Can I encode a file (image, PDF, anything)?
Yes. Expand the 'Encode an arbitrary file as base64' panel near the bottom. Pick any file from your device and ToolChop reads its raw bytes and produces the base64 string. This is what you need for embedding small binary blobs in JSON, environment variables, or data URLs.
What is base64 typically used for?
Encoding binary data so it can survive transport through text-only systems. The classic examples: HTTP Basic Auth headers (Authorization: Basic <base64>), data: URLs in CSS or HTML, JWT segments (which use URL-safe base64), embedding small files in JSON or environment variables, encoding cryptographic keys for transport.
Why is the encoded length about 33% larger than the source?
Base64 packs 3 bytes of binary into 4 ASCII characters, so the encoded length is roughly 4/3 the source length (plus up to 2 padding chars). That overhead is the cost of making binary data safe to ship through text protocols.
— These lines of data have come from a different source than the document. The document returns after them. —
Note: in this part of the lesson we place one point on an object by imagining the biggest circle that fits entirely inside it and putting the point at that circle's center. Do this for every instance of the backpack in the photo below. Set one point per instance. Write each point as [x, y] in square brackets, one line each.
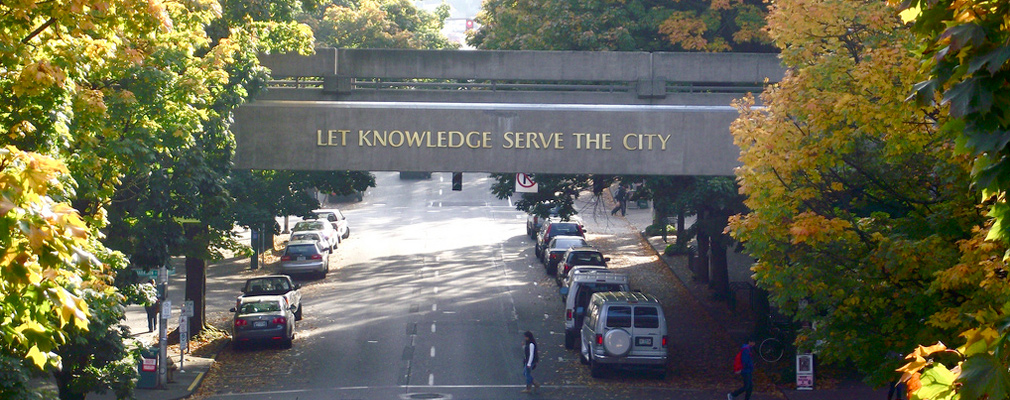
[536, 356]
[738, 363]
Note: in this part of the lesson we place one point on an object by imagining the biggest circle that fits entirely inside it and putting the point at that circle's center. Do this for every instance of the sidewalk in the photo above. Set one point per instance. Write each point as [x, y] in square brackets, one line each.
[737, 326]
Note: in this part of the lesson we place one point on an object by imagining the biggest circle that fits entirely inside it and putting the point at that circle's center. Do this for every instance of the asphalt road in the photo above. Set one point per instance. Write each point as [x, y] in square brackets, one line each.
[427, 299]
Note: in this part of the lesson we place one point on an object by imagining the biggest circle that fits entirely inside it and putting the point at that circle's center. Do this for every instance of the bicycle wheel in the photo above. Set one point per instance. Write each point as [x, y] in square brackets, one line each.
[771, 350]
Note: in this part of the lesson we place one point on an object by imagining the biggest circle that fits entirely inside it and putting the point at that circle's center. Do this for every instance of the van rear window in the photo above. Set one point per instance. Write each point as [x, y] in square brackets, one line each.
[646, 317]
[619, 316]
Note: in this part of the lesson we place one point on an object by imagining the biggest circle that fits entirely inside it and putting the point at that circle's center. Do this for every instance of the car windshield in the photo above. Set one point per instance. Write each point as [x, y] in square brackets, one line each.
[300, 250]
[566, 229]
[269, 285]
[305, 236]
[260, 306]
[309, 225]
[569, 242]
[586, 259]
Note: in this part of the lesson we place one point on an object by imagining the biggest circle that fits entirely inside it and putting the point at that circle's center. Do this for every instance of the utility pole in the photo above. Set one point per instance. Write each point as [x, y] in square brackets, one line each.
[163, 337]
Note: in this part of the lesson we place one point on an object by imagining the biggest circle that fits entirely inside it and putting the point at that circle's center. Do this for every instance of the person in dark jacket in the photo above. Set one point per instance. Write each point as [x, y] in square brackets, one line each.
[747, 374]
[622, 200]
[529, 359]
[153, 309]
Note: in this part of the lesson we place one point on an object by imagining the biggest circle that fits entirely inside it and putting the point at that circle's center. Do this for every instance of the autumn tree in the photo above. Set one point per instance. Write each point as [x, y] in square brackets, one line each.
[967, 56]
[860, 205]
[622, 25]
[48, 264]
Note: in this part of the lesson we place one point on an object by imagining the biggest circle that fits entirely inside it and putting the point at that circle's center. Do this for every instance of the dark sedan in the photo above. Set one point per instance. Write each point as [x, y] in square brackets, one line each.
[264, 318]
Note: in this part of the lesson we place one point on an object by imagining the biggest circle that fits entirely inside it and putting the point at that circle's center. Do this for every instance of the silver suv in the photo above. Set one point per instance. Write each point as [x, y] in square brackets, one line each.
[624, 329]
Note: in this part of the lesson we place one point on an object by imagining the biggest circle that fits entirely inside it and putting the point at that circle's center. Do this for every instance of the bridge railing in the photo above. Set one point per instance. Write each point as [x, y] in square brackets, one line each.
[512, 75]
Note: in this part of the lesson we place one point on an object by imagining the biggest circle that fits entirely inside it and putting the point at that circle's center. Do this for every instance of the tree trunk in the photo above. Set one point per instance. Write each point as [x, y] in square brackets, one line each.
[680, 224]
[196, 282]
[719, 268]
[701, 269]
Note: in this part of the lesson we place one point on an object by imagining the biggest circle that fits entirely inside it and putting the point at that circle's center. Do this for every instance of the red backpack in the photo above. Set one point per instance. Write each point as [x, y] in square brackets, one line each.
[738, 363]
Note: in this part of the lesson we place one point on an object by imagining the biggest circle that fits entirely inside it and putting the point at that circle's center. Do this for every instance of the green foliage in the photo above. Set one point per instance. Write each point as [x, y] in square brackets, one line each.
[624, 25]
[966, 52]
[97, 360]
[861, 216]
[379, 24]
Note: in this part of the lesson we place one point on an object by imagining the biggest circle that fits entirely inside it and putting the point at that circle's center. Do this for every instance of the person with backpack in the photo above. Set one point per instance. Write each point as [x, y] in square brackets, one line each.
[530, 357]
[744, 366]
[622, 200]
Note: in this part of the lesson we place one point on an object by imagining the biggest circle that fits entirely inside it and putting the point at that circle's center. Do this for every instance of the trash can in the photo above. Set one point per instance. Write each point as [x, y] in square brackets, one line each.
[147, 369]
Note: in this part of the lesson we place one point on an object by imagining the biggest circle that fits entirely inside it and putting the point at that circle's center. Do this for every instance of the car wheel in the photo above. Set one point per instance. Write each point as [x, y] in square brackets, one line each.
[595, 369]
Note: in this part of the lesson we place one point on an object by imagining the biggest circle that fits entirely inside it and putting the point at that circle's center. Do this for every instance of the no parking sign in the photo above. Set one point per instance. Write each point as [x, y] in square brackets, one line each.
[524, 184]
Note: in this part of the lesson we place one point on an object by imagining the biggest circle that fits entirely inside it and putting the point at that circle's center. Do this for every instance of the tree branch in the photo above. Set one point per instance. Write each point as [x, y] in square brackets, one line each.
[38, 30]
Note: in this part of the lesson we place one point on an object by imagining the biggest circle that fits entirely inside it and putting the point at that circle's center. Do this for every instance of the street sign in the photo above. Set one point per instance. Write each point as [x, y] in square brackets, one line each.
[805, 372]
[183, 333]
[166, 309]
[525, 184]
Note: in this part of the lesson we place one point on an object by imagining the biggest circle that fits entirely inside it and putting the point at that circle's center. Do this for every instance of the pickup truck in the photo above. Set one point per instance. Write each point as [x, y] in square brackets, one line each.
[274, 285]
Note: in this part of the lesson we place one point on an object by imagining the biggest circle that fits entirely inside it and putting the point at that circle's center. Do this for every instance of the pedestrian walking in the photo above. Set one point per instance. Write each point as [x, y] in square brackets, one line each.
[622, 201]
[153, 306]
[744, 366]
[530, 357]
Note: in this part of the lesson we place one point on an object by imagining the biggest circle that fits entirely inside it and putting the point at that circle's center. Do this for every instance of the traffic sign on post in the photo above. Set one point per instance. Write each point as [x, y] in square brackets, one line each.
[525, 184]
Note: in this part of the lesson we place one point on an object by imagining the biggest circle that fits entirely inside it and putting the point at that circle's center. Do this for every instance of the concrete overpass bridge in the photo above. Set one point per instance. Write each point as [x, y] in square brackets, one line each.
[561, 112]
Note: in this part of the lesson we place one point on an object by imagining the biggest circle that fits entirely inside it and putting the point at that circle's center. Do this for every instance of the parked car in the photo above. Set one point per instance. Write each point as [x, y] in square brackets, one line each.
[274, 285]
[336, 219]
[579, 257]
[534, 221]
[578, 294]
[554, 227]
[263, 318]
[624, 329]
[581, 270]
[308, 235]
[305, 257]
[324, 228]
[557, 247]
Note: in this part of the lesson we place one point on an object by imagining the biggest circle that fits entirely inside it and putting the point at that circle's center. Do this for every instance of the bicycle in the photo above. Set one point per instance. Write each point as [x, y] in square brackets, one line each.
[772, 348]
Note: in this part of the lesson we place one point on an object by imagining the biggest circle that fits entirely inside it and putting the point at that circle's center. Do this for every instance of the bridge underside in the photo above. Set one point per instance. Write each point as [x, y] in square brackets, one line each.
[564, 112]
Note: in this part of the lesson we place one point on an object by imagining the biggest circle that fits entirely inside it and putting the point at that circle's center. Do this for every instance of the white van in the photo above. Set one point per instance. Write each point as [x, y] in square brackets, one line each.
[624, 329]
[578, 294]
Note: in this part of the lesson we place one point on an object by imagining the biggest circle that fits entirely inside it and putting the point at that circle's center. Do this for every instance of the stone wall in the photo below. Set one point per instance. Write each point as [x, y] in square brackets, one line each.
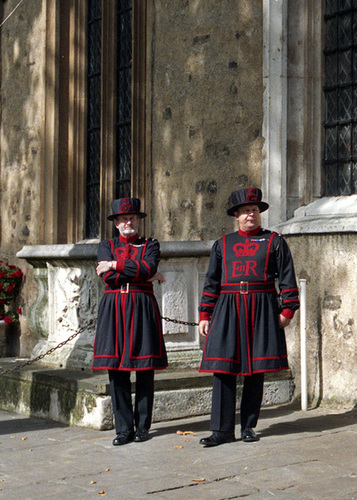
[328, 262]
[22, 108]
[206, 113]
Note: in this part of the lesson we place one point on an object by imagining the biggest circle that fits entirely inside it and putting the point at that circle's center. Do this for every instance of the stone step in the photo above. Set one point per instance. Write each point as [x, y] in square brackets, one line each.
[82, 398]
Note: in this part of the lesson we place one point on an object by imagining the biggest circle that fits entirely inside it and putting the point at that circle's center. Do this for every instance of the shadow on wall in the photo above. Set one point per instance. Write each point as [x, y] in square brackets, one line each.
[206, 122]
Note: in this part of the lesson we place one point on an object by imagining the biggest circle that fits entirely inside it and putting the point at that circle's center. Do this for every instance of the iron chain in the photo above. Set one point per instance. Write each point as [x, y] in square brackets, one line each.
[74, 335]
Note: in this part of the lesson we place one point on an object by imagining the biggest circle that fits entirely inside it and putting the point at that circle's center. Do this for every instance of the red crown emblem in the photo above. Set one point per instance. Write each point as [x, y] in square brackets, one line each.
[245, 249]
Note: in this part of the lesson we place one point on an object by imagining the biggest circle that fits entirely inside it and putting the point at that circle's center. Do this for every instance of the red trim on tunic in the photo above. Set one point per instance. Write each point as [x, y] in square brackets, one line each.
[120, 266]
[210, 294]
[224, 257]
[268, 255]
[122, 304]
[238, 329]
[245, 301]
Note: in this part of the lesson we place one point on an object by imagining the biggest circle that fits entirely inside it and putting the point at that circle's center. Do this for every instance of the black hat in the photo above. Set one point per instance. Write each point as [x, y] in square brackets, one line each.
[126, 206]
[246, 196]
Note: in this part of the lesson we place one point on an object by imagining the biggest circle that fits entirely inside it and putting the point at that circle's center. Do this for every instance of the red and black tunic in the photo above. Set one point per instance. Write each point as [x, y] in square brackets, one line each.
[241, 301]
[129, 331]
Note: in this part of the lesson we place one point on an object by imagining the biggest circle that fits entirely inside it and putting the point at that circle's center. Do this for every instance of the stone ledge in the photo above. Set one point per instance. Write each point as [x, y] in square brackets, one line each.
[87, 250]
[81, 397]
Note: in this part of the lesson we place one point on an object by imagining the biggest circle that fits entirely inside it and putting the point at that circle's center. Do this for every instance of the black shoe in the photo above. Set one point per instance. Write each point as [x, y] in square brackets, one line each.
[218, 438]
[248, 435]
[141, 435]
[123, 437]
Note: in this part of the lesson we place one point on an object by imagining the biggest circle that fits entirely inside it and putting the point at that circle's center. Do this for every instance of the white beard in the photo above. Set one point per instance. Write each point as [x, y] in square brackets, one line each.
[128, 232]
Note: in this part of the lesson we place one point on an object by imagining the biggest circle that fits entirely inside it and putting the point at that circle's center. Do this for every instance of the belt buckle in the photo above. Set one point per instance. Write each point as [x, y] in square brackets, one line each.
[244, 288]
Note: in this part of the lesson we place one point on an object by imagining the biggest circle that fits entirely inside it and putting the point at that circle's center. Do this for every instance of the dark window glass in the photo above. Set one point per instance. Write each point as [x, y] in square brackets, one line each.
[340, 157]
[93, 117]
[123, 114]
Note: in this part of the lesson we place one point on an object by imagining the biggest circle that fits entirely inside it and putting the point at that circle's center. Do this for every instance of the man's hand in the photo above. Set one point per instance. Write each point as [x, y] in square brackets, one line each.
[203, 327]
[104, 266]
[283, 322]
[157, 277]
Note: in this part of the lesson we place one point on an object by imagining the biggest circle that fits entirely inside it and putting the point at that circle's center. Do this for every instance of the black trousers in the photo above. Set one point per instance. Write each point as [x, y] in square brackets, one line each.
[125, 417]
[224, 401]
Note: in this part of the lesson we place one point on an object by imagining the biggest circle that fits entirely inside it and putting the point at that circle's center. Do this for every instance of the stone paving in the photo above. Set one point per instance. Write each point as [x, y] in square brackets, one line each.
[301, 455]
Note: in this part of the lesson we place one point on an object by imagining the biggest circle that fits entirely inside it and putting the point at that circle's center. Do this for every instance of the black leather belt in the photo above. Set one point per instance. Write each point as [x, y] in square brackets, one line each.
[131, 288]
[245, 287]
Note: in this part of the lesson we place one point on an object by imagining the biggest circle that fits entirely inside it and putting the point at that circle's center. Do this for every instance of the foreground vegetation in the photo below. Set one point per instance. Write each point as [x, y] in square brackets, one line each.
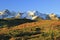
[39, 30]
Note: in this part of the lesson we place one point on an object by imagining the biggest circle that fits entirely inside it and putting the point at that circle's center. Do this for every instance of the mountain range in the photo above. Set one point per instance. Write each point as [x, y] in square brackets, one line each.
[27, 15]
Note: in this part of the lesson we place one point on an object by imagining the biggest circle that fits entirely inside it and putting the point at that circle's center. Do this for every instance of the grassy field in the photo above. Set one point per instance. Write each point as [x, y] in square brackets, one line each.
[30, 30]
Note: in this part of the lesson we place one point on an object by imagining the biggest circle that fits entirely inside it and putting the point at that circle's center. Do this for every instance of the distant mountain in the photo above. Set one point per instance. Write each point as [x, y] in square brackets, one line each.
[35, 14]
[27, 15]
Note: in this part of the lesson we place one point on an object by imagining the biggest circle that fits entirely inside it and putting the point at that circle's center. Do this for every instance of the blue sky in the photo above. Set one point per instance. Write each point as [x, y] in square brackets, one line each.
[43, 6]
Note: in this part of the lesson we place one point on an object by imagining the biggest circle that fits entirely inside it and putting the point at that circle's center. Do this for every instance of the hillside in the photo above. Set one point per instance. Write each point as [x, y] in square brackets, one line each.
[39, 30]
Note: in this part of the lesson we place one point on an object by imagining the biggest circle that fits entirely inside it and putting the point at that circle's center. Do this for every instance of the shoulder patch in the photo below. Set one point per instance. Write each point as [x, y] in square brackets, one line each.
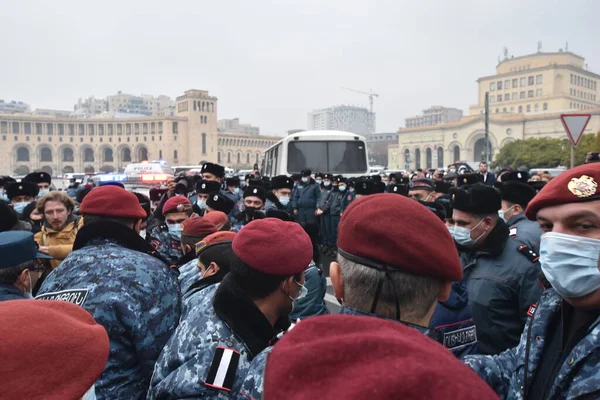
[75, 296]
[223, 368]
[529, 253]
[460, 337]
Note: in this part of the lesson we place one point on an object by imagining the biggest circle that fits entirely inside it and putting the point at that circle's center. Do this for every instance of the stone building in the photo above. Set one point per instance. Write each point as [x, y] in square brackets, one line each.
[60, 145]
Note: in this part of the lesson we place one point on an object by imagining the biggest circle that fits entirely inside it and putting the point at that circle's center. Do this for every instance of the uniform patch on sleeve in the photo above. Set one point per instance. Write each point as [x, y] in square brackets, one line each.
[460, 337]
[223, 368]
[75, 296]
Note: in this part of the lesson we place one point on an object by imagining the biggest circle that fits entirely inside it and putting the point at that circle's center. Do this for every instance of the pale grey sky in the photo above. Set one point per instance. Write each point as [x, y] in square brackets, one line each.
[271, 62]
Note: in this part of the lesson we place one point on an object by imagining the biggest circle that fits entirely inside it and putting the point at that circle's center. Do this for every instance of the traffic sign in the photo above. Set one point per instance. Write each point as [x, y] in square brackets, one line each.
[575, 126]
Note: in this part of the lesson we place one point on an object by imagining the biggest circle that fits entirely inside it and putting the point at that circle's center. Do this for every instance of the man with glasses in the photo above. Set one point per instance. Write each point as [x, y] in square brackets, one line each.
[19, 265]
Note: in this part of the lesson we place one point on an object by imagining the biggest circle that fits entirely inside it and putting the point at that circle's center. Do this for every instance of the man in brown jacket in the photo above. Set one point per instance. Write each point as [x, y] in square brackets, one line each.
[59, 228]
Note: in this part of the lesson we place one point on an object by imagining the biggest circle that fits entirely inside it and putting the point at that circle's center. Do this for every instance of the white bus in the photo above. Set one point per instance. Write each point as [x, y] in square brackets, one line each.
[334, 152]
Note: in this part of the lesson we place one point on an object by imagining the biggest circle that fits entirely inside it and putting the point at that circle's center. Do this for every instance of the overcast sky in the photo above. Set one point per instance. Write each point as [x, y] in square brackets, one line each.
[271, 62]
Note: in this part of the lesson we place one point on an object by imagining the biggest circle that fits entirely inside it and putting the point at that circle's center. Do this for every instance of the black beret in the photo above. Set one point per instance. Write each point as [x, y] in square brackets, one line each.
[215, 169]
[256, 191]
[38, 177]
[22, 189]
[442, 186]
[207, 187]
[399, 189]
[218, 202]
[476, 199]
[516, 192]
[515, 176]
[235, 181]
[282, 182]
[468, 179]
[436, 208]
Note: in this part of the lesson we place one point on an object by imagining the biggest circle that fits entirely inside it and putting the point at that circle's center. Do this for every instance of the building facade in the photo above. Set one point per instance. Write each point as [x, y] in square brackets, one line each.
[535, 91]
[59, 145]
[12, 107]
[342, 118]
[538, 83]
[434, 115]
[234, 126]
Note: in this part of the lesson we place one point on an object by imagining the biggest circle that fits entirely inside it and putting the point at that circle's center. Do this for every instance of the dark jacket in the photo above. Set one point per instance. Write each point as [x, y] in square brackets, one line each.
[454, 320]
[10, 292]
[306, 196]
[502, 284]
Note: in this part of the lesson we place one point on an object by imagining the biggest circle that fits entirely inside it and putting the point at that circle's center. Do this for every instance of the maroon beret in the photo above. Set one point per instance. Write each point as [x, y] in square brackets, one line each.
[67, 341]
[274, 247]
[401, 233]
[112, 201]
[572, 186]
[177, 204]
[198, 226]
[346, 357]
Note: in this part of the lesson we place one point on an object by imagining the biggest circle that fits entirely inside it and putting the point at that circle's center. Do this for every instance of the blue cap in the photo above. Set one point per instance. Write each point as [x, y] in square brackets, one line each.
[18, 247]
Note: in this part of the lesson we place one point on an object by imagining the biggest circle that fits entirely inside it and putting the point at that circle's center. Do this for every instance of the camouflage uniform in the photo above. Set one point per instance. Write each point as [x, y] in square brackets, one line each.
[188, 274]
[166, 246]
[184, 362]
[578, 377]
[133, 295]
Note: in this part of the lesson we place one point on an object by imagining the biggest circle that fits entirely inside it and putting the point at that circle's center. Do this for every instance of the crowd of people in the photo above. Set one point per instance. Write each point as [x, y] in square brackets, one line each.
[455, 283]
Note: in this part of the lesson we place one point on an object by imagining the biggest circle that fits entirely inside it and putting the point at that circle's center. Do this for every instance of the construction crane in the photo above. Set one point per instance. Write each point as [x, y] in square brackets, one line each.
[370, 93]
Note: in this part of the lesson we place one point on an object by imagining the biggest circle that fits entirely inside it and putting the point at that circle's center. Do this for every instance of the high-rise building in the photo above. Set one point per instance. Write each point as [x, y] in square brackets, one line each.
[539, 83]
[233, 125]
[342, 118]
[434, 115]
[13, 107]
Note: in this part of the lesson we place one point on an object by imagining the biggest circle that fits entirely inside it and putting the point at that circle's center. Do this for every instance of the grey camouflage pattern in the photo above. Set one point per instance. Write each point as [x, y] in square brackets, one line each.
[184, 362]
[578, 377]
[137, 300]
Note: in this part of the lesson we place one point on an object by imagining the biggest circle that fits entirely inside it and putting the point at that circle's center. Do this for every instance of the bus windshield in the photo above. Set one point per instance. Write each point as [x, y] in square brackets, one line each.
[336, 157]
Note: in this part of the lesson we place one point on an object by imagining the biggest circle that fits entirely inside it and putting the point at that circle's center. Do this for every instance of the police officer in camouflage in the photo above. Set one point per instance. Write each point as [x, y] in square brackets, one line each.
[398, 274]
[501, 279]
[233, 321]
[557, 356]
[516, 195]
[114, 274]
[166, 238]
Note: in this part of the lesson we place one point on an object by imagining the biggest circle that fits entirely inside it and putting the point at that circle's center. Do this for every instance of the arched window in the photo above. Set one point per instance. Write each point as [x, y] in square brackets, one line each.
[45, 155]
[68, 154]
[456, 153]
[126, 154]
[428, 158]
[88, 155]
[107, 156]
[417, 158]
[22, 154]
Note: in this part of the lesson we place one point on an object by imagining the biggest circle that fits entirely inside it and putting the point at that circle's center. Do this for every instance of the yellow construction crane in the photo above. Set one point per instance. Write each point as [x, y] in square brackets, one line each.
[370, 93]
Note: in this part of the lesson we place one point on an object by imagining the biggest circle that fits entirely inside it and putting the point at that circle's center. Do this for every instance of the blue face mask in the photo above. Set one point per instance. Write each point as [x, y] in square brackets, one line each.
[175, 230]
[570, 263]
[462, 235]
[19, 207]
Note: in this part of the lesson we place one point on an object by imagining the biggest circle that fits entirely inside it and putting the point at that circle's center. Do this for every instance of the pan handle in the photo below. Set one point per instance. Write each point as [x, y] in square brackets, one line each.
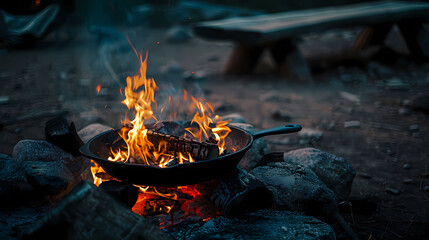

Can I round-trip text safely?
Yes — text → base64 → text is lossless and exact for any UTF-8 input. The only caveat is that some characters look similar but are different (e.g. straight vs curly quotes); paste from the source you trust to avoid surprise.
Is there a length limit?
Only your browser's memory. Modern browsers can handle multi-megabyte base64 strings, though pasting a 50 MB encoded string may take a second or two before processing begins. For file encoding, encoding a 100 MB binary takes a few seconds — perfectly fine.
Why use ToolChop instead of an online encoder that sends my data over the wire?
Privacy and audit-ability. The strings most often base64-encoded are credentials. ToolChop's encoder runs entirely in your browser — you can verify in DevTools → Network that no request fires when you encode. There is no log, no temporary storage, no third party that ever sees your data.